During high level meetings in Kigali this past week, including with senior government ministers and foreign ambassadors, Amnesty International spelled out its concerns about the current human rights situation and the impact of the massive movement of refugees and other populations in Zaire, Rwanda, and Burundi.

Meetings were held with Rwandese Vice President Paul Kagami, the Minister of Rehabilitation, Minister of Justice and Minister of Foreign Affairs, and with ambassadors from Canada, France, Germany, the United Kingdom and the USA.

"The highest priority must be the protection of the human rights of all people in the region -- those of the returning refugees but also of all those who continue to face human rights abuses in Zaire, Rwanda and Burundi," said Mr Sane.

The increased challenges now facing the Rwandese authorities demand that immediate steps be taken to ensure that a fair justice system begins functioning promptly. Extrajudicial executions, "disappearances", arbitrary arrests, prison conditions which constitute cruel, inhuman and degrading treatment for more than 86,000 men, women and children, and a complete absence of trials for human rights defenders and perpetrators of the genocide constitute the human rights background against which the return of hundreds of thousands of refugees must be addressed.

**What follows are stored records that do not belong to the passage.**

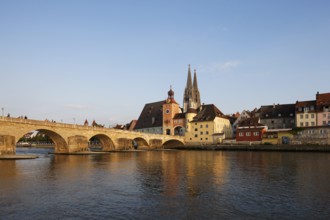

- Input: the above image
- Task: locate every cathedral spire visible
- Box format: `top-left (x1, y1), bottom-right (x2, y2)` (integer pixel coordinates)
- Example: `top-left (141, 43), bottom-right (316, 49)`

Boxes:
top-left (186, 64), bottom-right (192, 88)
top-left (193, 69), bottom-right (198, 90)
top-left (192, 70), bottom-right (201, 108)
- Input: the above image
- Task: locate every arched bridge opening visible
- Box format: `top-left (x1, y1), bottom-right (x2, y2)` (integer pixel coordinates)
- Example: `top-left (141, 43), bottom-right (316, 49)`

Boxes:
top-left (163, 139), bottom-right (184, 148)
top-left (133, 137), bottom-right (150, 149)
top-left (88, 134), bottom-right (115, 151)
top-left (16, 129), bottom-right (68, 153)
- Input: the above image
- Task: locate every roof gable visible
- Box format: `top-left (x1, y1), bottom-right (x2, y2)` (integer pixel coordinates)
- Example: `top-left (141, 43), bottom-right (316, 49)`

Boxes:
top-left (192, 104), bottom-right (227, 122)
top-left (135, 101), bottom-right (164, 129)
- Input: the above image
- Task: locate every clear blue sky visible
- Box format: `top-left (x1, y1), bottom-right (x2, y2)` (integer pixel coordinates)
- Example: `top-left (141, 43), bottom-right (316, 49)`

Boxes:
top-left (0, 0), bottom-right (330, 126)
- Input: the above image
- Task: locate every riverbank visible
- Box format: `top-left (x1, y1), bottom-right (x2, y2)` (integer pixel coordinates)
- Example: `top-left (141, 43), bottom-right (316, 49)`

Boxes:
top-left (0, 154), bottom-right (38, 160)
top-left (171, 145), bottom-right (330, 152)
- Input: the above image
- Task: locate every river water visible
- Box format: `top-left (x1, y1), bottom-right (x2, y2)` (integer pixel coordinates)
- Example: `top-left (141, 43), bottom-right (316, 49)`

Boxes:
top-left (0, 148), bottom-right (330, 220)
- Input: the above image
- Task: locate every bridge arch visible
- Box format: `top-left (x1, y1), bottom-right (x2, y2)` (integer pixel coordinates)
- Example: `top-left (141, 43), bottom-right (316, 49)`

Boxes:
top-left (89, 134), bottom-right (116, 151)
top-left (16, 129), bottom-right (69, 153)
top-left (133, 137), bottom-right (150, 149)
top-left (163, 139), bottom-right (184, 148)
top-left (174, 126), bottom-right (184, 136)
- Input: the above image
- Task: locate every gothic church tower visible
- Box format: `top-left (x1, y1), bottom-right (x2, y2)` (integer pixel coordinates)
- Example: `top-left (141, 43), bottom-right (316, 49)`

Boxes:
top-left (183, 64), bottom-right (201, 112)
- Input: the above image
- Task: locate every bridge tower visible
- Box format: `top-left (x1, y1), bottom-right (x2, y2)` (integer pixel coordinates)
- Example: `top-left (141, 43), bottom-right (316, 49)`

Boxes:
top-left (163, 86), bottom-right (181, 135)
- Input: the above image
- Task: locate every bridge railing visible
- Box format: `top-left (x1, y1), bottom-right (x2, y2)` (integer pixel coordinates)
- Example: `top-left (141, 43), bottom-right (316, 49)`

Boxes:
top-left (0, 116), bottom-right (180, 138)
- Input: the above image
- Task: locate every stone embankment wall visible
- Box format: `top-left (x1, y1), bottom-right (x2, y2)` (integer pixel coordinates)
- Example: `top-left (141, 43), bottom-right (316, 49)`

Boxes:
top-left (172, 145), bottom-right (330, 152)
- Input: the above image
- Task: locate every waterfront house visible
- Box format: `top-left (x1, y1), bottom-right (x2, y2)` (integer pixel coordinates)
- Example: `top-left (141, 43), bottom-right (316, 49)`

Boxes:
top-left (296, 100), bottom-right (317, 127)
top-left (185, 104), bottom-right (232, 144)
top-left (256, 104), bottom-right (296, 129)
top-left (316, 92), bottom-right (330, 126)
top-left (236, 117), bottom-right (267, 144)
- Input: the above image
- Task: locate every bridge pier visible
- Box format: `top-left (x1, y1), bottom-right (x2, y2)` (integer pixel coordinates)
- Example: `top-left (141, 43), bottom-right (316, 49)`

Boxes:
top-left (0, 135), bottom-right (16, 155)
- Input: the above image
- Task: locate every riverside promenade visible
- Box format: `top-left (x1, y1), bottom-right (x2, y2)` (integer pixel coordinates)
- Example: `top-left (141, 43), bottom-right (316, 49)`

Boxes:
top-left (171, 144), bottom-right (330, 152)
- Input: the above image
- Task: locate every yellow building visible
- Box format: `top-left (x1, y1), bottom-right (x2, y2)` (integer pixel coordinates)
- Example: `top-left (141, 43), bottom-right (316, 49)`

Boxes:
top-left (262, 128), bottom-right (293, 144)
top-left (185, 104), bottom-right (232, 144)
top-left (296, 100), bottom-right (317, 127)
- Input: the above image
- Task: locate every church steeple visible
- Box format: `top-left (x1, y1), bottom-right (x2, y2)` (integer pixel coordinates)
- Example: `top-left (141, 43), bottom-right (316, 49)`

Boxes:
top-left (183, 64), bottom-right (200, 112)
top-left (186, 64), bottom-right (192, 89)
top-left (193, 70), bottom-right (201, 108)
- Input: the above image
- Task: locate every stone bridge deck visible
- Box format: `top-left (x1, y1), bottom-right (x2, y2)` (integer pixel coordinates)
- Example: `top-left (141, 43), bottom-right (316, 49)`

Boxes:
top-left (0, 117), bottom-right (184, 155)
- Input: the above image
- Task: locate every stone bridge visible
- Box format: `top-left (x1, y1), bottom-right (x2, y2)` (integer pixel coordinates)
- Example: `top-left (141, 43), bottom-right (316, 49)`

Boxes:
top-left (0, 117), bottom-right (184, 155)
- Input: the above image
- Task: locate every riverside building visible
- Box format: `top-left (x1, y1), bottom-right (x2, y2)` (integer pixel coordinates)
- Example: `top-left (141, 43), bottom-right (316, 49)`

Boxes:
top-left (135, 65), bottom-right (232, 144)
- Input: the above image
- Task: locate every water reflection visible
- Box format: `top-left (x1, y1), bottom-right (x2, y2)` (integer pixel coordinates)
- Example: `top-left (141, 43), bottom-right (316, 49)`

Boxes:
top-left (0, 150), bottom-right (330, 219)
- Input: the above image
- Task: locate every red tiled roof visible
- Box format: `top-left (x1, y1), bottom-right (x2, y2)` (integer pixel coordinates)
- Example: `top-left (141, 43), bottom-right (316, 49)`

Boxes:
top-left (316, 93), bottom-right (330, 106)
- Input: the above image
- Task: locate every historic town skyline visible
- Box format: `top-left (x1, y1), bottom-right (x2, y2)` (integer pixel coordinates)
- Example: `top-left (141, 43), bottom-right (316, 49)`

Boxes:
top-left (0, 0), bottom-right (330, 126)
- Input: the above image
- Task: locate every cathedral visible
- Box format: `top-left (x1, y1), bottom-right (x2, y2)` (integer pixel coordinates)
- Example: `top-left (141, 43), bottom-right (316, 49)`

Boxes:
top-left (183, 65), bottom-right (201, 112)
top-left (135, 65), bottom-right (232, 144)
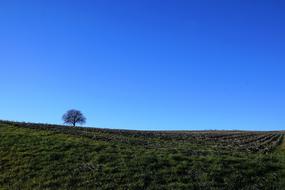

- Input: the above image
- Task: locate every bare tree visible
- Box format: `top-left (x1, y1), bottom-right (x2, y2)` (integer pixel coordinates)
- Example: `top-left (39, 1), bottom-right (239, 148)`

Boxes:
top-left (62, 109), bottom-right (86, 127)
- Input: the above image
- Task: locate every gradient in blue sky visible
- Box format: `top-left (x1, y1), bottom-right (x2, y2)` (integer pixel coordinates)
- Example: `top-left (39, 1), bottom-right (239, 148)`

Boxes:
top-left (0, 0), bottom-right (285, 130)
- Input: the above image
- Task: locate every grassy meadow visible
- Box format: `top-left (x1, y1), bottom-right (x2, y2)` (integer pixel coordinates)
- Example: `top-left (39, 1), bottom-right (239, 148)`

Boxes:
top-left (0, 121), bottom-right (285, 190)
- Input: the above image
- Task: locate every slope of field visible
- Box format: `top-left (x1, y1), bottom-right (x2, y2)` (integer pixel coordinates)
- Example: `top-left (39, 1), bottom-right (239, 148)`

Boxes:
top-left (0, 121), bottom-right (285, 190)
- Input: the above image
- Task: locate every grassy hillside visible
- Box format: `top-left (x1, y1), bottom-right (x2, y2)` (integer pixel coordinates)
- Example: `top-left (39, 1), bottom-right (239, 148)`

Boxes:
top-left (0, 121), bottom-right (285, 190)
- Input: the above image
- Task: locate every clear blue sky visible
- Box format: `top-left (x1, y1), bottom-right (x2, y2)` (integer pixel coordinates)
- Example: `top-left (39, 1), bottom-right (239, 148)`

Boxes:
top-left (0, 0), bottom-right (285, 130)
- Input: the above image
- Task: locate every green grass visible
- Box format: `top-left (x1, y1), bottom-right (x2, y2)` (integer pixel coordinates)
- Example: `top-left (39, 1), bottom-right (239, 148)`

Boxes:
top-left (0, 124), bottom-right (285, 190)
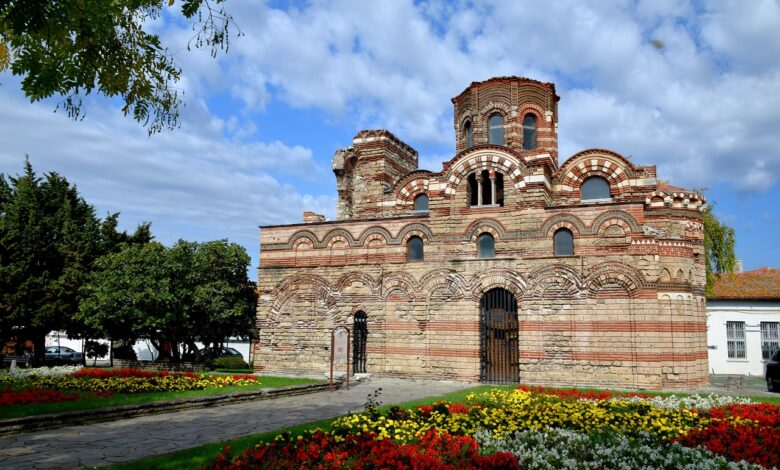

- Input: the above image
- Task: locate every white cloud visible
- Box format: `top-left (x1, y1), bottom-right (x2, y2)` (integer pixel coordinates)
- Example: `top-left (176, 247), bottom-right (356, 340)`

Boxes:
top-left (0, 82), bottom-right (335, 272)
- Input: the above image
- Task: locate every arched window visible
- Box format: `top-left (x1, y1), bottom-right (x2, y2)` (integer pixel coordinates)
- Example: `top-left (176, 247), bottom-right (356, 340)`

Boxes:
top-left (406, 236), bottom-right (425, 261)
top-left (488, 114), bottom-right (504, 145)
top-left (468, 170), bottom-right (504, 207)
top-left (414, 193), bottom-right (428, 212)
top-left (477, 233), bottom-right (496, 258)
top-left (553, 228), bottom-right (574, 256)
top-left (523, 113), bottom-right (536, 150)
top-left (463, 121), bottom-right (474, 148)
top-left (580, 176), bottom-right (610, 201)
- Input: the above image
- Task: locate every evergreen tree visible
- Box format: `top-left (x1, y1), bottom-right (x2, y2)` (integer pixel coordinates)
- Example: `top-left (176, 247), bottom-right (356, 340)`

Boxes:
top-left (0, 160), bottom-right (149, 361)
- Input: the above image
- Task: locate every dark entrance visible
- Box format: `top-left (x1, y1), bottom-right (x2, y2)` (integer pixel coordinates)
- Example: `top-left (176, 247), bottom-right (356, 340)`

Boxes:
top-left (352, 310), bottom-right (368, 374)
top-left (479, 287), bottom-right (520, 384)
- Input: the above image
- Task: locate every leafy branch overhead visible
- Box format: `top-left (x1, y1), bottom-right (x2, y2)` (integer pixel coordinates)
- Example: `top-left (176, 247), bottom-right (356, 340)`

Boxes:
top-left (0, 0), bottom-right (241, 134)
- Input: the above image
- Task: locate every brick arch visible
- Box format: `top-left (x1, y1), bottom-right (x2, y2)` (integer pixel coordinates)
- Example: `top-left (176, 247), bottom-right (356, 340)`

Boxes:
top-left (442, 146), bottom-right (528, 197)
top-left (287, 230), bottom-right (322, 248)
top-left (555, 149), bottom-right (641, 191)
top-left (463, 219), bottom-right (506, 243)
top-left (420, 269), bottom-right (469, 299)
top-left (471, 101), bottom-right (512, 122)
top-left (517, 103), bottom-right (546, 123)
top-left (396, 178), bottom-right (430, 206)
top-left (268, 274), bottom-right (336, 323)
top-left (292, 237), bottom-right (315, 251)
top-left (526, 264), bottom-right (585, 299)
top-left (335, 271), bottom-right (376, 294)
top-left (585, 261), bottom-right (647, 297)
top-left (394, 223), bottom-right (433, 245)
top-left (590, 211), bottom-right (642, 234)
top-left (321, 228), bottom-right (358, 247)
top-left (471, 268), bottom-right (526, 302)
top-left (326, 234), bottom-right (350, 248)
top-left (539, 214), bottom-right (589, 238)
top-left (358, 227), bottom-right (393, 246)
top-left (378, 271), bottom-right (417, 300)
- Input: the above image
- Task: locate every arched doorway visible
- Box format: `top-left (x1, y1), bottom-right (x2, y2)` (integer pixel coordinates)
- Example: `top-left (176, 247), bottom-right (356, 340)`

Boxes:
top-left (479, 287), bottom-right (520, 383)
top-left (352, 310), bottom-right (368, 374)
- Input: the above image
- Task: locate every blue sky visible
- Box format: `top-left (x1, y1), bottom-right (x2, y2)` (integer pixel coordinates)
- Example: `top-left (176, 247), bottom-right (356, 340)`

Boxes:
top-left (0, 0), bottom-right (780, 277)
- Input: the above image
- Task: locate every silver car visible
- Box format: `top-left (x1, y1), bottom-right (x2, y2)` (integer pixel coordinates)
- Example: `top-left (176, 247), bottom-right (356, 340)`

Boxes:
top-left (45, 346), bottom-right (83, 364)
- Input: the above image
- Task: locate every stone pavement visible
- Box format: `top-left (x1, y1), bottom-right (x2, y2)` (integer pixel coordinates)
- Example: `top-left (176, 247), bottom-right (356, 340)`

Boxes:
top-left (0, 378), bottom-right (475, 469)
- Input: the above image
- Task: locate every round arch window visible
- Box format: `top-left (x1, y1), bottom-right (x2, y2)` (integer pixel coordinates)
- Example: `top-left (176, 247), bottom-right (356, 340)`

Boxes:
top-left (414, 193), bottom-right (428, 212)
top-left (477, 233), bottom-right (496, 259)
top-left (553, 228), bottom-right (574, 256)
top-left (406, 235), bottom-right (425, 261)
top-left (580, 176), bottom-right (611, 201)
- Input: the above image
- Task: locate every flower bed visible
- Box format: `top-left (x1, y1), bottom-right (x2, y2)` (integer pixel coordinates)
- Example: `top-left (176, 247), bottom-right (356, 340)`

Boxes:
top-left (207, 387), bottom-right (780, 469)
top-left (0, 388), bottom-right (78, 406)
top-left (0, 368), bottom-right (258, 396)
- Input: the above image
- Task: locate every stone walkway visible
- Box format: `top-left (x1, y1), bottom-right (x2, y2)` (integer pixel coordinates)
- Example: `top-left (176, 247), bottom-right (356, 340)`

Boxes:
top-left (0, 379), bottom-right (474, 469)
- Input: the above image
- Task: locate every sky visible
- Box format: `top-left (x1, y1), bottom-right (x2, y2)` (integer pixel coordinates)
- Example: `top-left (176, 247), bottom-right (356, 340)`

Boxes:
top-left (0, 0), bottom-right (780, 278)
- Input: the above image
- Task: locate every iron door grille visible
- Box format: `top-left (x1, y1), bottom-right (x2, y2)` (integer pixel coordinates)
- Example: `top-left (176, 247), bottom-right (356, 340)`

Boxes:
top-left (352, 310), bottom-right (368, 374)
top-left (480, 288), bottom-right (520, 384)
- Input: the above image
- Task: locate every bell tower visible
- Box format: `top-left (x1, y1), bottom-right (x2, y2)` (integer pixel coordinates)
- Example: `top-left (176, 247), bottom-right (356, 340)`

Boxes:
top-left (452, 77), bottom-right (560, 163)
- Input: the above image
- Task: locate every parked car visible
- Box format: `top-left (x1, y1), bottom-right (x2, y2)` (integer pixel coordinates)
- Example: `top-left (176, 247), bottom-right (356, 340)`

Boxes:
top-left (766, 349), bottom-right (780, 393)
top-left (195, 346), bottom-right (244, 362)
top-left (44, 346), bottom-right (83, 364)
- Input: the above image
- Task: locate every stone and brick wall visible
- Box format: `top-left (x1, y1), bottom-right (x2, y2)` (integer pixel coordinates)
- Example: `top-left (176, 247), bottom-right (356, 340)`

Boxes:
top-left (253, 78), bottom-right (708, 388)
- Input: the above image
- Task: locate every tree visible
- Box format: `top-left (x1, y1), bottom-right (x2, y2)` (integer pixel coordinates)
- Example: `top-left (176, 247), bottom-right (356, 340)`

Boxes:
top-left (77, 240), bottom-right (255, 361)
top-left (0, 0), bottom-right (240, 134)
top-left (0, 160), bottom-right (148, 360)
top-left (702, 205), bottom-right (737, 294)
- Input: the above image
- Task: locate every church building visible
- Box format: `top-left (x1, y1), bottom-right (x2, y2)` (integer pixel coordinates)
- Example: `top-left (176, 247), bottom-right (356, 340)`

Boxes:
top-left (252, 77), bottom-right (709, 389)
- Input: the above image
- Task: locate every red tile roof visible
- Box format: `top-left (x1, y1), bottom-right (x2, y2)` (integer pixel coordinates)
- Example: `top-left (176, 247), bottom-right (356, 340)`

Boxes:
top-left (708, 268), bottom-right (780, 300)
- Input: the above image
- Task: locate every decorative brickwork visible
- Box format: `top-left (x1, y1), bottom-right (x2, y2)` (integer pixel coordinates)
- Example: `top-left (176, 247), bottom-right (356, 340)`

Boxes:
top-left (253, 77), bottom-right (708, 388)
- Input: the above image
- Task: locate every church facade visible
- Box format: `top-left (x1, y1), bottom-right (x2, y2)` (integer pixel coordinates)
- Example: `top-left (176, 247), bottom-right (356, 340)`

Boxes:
top-left (252, 77), bottom-right (709, 389)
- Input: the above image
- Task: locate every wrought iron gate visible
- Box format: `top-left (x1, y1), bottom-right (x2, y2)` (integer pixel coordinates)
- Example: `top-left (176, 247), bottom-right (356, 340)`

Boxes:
top-left (479, 287), bottom-right (520, 383)
top-left (352, 310), bottom-right (368, 374)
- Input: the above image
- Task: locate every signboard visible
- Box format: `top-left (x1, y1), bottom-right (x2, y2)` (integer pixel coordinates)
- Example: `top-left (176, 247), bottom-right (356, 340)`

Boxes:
top-left (333, 326), bottom-right (349, 364)
top-left (330, 326), bottom-right (349, 390)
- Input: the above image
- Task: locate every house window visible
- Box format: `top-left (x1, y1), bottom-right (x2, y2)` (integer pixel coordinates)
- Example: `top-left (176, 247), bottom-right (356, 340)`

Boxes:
top-left (488, 114), bottom-right (504, 145)
top-left (761, 321), bottom-right (780, 361)
top-left (553, 228), bottom-right (574, 256)
top-left (580, 176), bottom-right (611, 201)
top-left (523, 114), bottom-right (536, 150)
top-left (726, 321), bottom-right (747, 359)
top-left (468, 170), bottom-right (504, 207)
top-left (406, 236), bottom-right (425, 261)
top-left (477, 233), bottom-right (496, 258)
top-left (463, 121), bottom-right (474, 148)
top-left (414, 193), bottom-right (428, 212)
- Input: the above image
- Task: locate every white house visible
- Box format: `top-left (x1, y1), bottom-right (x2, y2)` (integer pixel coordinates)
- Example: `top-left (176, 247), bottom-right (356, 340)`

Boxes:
top-left (707, 268), bottom-right (780, 375)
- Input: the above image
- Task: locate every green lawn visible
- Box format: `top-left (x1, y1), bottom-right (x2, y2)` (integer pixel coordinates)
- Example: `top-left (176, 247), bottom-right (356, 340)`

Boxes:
top-left (0, 376), bottom-right (320, 419)
top-left (108, 385), bottom-right (780, 470)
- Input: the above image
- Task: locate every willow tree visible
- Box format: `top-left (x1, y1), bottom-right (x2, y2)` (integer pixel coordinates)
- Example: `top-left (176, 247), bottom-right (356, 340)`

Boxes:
top-left (702, 205), bottom-right (737, 295)
top-left (0, 0), bottom-right (238, 134)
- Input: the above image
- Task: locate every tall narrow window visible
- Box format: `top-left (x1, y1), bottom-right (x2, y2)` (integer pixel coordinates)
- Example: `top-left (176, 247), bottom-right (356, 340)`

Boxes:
top-left (761, 321), bottom-right (780, 361)
top-left (523, 113), bottom-right (536, 150)
top-left (488, 114), bottom-right (504, 145)
top-left (406, 236), bottom-right (425, 261)
top-left (463, 121), bottom-right (474, 148)
top-left (580, 176), bottom-right (610, 201)
top-left (414, 193), bottom-right (428, 212)
top-left (477, 233), bottom-right (496, 258)
top-left (726, 321), bottom-right (747, 359)
top-left (553, 228), bottom-right (574, 256)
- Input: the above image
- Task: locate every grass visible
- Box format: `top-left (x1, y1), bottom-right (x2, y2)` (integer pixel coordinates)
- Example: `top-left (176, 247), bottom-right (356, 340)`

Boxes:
top-left (0, 376), bottom-right (319, 419)
top-left (108, 385), bottom-right (780, 470)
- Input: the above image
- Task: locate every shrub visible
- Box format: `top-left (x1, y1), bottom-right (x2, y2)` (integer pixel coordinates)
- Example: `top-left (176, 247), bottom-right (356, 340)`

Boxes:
top-left (213, 356), bottom-right (249, 370)
top-left (114, 344), bottom-right (138, 361)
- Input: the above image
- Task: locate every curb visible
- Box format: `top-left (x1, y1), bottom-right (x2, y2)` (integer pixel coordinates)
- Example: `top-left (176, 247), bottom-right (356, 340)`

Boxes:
top-left (0, 381), bottom-right (343, 436)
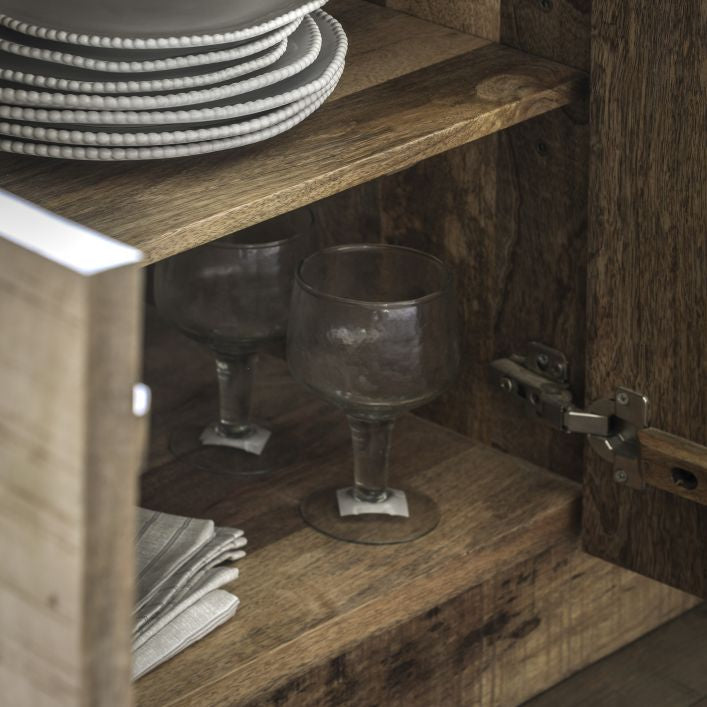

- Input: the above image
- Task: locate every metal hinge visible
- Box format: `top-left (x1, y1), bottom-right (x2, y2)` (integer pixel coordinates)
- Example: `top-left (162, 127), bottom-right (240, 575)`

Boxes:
top-left (491, 342), bottom-right (649, 489)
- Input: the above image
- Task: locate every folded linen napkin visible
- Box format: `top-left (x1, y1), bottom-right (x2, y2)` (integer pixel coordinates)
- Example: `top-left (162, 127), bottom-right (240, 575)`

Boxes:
top-left (133, 508), bottom-right (246, 679)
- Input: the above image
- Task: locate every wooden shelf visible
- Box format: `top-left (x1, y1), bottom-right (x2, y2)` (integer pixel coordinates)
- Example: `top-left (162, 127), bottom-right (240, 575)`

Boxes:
top-left (131, 321), bottom-right (692, 707)
top-left (0, 0), bottom-right (584, 262)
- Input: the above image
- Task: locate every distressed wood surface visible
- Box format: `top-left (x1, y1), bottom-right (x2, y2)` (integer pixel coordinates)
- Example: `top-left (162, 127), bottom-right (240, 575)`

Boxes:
top-left (0, 207), bottom-right (141, 707)
top-left (638, 427), bottom-right (707, 506)
top-left (380, 0), bottom-right (590, 480)
top-left (583, 0), bottom-right (707, 596)
top-left (382, 0), bottom-right (591, 71)
top-left (524, 604), bottom-right (707, 707)
top-left (136, 318), bottom-right (694, 707)
top-left (0, 0), bottom-right (583, 262)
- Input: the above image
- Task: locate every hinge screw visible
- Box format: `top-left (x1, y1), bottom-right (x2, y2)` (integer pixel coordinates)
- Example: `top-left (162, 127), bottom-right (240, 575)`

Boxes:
top-left (614, 469), bottom-right (628, 484)
top-left (616, 393), bottom-right (628, 405)
top-left (498, 377), bottom-right (513, 393)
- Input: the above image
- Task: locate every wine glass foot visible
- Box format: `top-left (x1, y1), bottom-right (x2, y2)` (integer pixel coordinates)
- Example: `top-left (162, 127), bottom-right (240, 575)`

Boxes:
top-left (169, 425), bottom-right (300, 477)
top-left (300, 488), bottom-right (440, 545)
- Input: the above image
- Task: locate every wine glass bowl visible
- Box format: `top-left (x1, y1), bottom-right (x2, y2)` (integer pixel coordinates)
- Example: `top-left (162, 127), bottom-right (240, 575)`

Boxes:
top-left (154, 209), bottom-right (313, 474)
top-left (155, 212), bottom-right (311, 354)
top-left (287, 244), bottom-right (459, 542)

"Assurances of good intentions made by the Rwandese government must become a visible reality, otherwise there could be an immediate and dramatic deterioration in the human rights situation," declared Mr Sane.

Although Rwandese government authorities have stated clearly that returning refugees would not be arrested during transition at the border, Amnesty International fears that the number of arbitrary arrests may increase significantly as a result of the resettlement of hundreds of thousands of Hutu refugees in the communities from which they fled in 1994 in the aftermath of the genocide. Unacknowledged arrests and "disappearances" may also result from the inability of the authorities to register refugees returning in such large numbers.

"The struggle against impunity means that those responsible for grave human rights violations in Rwanda during and following the genocide must be held fully accountable for their crimes but attention is needed to ensure full respect for international standards of justice which cannot yet be said to exist in the country," said Mr Sane.

While the international community focuses on the refugees returning to Rwanda the situation inside Burundi is fast deteriorating and demands immediate action if further human rights disasters are to be averted. Recent reports received by Amnesty International testify to a steady escalation of widespread killings at the hands of the Burundi security forces and armed opposition groups. Hundreds of civilians are still being killed in many parts of the country. Returning refugees from Zaire have been among those targeted at the border and in Burundi's northwestern province of Citiboke.

"The perpetrators of these crimes must not be allowed to take advantage of the diversion of attention onto events in Zaire and Rwanda to continue to slaughter unarmed civilians in Burundi away from international scrutiny," said Mr Sane.

While many refugees may be ready to return to Rwanda, their mass return in the present context should not be seen as the long awaited solution to the problems of the Great Lakes region. There is still a question mark over the long term safety of these returning refugees.

"This is not the end of the story," said Mr Sane. "The international community must remain vigilant and use this opportunity to ensure that long term human rights guarantees are put in place across the Great Lakes region."

Inside Zaire, the international force has a responsibility to ensure the protection of those Rwandese and Burundi refugees who have not returned and of the local populations in eastern Zaire who remain at great risk of human rights abuses in the context of violence fuelled by fighting between various armed factions.

"It should be remembered that attacks by armed groups on refugee camps and other displaced populations are among the significant factors which have prompted refugees to return," said Mr Sane.